Alors que la présence humaine chasse les animaux de leurs habitats, les moustiques qui se nourrissaient autrefois d’une grande variété d’hôtes pourraient trouver de nouvelles cibles humaines pour étancher leur « soif de sang », selon une nouvelle étude.

Les détails de ces travaux, qui nécessitent néanmoins plus d'analyses, sont publiés dans la revue Frontiers in Ecology and Evolution, dans un article signé par des scientifiques de centres brésiliens. Selon eux, étudier le comportement alimentaire des moustiques est essentiel pour comprendre la dynamique écologique et épidémiologique des agents pathogènes qu’ils transmettent.

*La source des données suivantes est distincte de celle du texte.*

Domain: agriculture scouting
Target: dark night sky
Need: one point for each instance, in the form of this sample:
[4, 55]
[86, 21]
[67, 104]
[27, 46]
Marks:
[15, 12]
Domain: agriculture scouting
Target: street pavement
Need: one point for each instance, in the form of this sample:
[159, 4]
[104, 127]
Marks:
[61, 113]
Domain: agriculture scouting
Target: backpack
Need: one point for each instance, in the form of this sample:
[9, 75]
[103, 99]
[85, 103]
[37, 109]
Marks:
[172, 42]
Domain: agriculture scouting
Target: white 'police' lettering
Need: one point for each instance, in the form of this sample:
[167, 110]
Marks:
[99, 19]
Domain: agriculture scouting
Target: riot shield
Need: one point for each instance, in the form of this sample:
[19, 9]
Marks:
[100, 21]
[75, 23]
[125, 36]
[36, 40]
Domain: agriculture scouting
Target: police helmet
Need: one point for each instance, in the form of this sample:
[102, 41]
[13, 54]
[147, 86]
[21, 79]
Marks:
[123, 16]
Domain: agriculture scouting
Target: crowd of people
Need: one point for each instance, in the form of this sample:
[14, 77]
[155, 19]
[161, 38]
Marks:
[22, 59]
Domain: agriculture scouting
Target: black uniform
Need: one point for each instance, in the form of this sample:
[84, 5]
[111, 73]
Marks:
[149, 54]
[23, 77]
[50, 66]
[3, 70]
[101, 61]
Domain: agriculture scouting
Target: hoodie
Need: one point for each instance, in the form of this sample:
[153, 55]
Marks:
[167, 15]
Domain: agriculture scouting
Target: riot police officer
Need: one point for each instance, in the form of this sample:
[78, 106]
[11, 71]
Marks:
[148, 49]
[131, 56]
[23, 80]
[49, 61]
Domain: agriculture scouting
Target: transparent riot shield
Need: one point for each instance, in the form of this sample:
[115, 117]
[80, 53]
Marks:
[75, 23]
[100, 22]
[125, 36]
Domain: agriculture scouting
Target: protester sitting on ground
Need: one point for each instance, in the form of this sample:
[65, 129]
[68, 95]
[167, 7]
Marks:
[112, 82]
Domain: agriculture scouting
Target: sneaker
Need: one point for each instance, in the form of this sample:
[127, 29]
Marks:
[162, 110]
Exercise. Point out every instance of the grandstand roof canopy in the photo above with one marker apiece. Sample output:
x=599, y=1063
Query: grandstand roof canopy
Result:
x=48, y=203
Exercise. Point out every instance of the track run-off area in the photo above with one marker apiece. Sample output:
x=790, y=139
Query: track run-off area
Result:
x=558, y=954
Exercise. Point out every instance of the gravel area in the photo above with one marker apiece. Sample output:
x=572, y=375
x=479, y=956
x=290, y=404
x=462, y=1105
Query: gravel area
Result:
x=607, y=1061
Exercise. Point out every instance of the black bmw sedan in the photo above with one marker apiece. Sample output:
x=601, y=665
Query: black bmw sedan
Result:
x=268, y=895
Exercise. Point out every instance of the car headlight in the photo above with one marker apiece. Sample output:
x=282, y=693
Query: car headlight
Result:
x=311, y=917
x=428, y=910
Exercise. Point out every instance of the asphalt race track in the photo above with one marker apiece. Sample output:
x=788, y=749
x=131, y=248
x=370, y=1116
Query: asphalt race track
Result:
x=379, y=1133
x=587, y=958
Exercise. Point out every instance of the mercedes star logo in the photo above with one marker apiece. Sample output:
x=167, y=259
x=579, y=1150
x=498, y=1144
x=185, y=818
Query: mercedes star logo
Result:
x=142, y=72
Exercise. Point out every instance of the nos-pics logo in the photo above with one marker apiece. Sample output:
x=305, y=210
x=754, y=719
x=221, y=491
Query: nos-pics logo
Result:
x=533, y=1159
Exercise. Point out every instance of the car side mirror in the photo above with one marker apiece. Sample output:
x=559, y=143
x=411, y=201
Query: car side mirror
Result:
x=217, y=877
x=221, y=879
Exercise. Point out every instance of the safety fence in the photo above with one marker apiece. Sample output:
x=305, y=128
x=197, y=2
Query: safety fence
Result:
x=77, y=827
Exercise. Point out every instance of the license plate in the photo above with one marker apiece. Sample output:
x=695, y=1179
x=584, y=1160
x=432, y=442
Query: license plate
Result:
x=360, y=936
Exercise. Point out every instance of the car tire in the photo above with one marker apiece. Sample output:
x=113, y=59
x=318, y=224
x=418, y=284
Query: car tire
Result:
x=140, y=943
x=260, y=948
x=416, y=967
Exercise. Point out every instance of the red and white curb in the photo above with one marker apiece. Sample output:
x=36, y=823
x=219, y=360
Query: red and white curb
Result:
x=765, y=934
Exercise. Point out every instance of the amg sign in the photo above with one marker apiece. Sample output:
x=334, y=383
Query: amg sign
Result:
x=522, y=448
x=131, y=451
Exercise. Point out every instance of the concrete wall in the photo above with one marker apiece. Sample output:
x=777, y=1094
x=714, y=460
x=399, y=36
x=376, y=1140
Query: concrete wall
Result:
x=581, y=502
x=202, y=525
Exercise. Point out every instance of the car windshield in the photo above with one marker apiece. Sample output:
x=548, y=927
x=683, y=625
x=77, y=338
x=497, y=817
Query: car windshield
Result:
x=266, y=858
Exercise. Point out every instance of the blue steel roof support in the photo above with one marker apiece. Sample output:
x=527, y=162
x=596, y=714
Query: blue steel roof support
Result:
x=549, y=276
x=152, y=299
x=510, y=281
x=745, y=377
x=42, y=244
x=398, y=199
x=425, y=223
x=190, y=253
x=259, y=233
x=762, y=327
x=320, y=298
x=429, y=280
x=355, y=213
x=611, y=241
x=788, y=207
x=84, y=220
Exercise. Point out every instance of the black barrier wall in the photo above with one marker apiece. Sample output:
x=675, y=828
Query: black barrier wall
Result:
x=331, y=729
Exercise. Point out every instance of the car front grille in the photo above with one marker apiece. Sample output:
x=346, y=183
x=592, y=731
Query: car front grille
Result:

Et les piqûres sont bien plus qu’une simple démangeaison. Les moustiques infectés transmettent des virus tels que la fièvre jaune, la dengue, le Zika ou le chikungunya, qui provoquent des maladies qui menacent gravement la santé humaine et peuvent avoir des conséquences néfastes à long terme.

L'étude se concentre sur la forêt atlantique, qui s'étend le long de la côte brésilienne et abrite des centaines d'espèces d'oiseaux, d'amphibiens, de reptiles, de mammifères et de poissons. Cependant, en raison de l'expansion humaine, seul un tiers de sa surface originale reste intact, selon un communiqué du magazine.